I hadn’t expected to hear from Stoogie in this regard. I hadn’t expected him to pursue it further once I had deflected my answer to that of our CEO, Cytral. Yet he had, and here we three sat, discussing the offer Stoogie had made.
“I completely understand your position, sir.” I began. “They are not unfamiliar words.” I had flown previous skirmishes under Stoogie’s command during the war. And though I outranked him, I still addressed him as ‘sir’. There was a time when rank mattered; there were more often times when ability commanded respect. Stoogie had my full respect, even though at this moment I couldn’t agree with his opinion.
Cytral spoke up. “While I think there is credibility to these wormhole rumours, I’m not entirely convinced it’s worth moving our operations into nullsec at this point in time. A lot of our pilots are still rookies, getting their wings so to speak, and I think our movement might be more than most of them can handle. Then again, I may be surprised at how well they adapt. After all, that is what existence is in the end. And the lure of profit is great.”
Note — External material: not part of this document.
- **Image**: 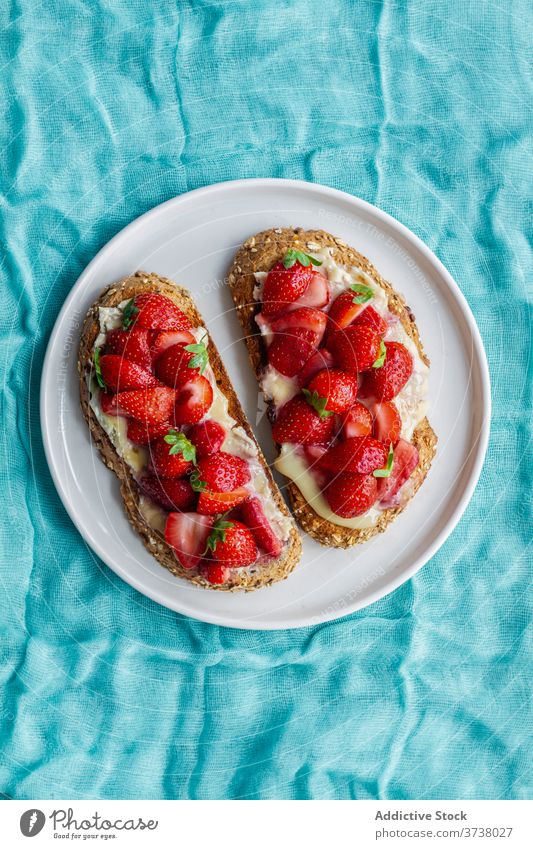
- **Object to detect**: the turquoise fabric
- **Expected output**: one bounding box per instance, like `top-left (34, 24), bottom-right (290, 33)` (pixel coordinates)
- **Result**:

“Exactly.” Stoogie seemed excited by Cytral’s response. Neither of them had the military access I did. Neither of them knew for fact that the rumours were indeed true, and moreso, that the enemy waiting beyond the wormholes was of a like never seen before in New Eden. And while the rewards were potentially great, the risk was equally great. I could foresee a lot of pilots dying pointlessly in pursuit of this new ‘T3’ technology, as it had been dubbed by the upper brass.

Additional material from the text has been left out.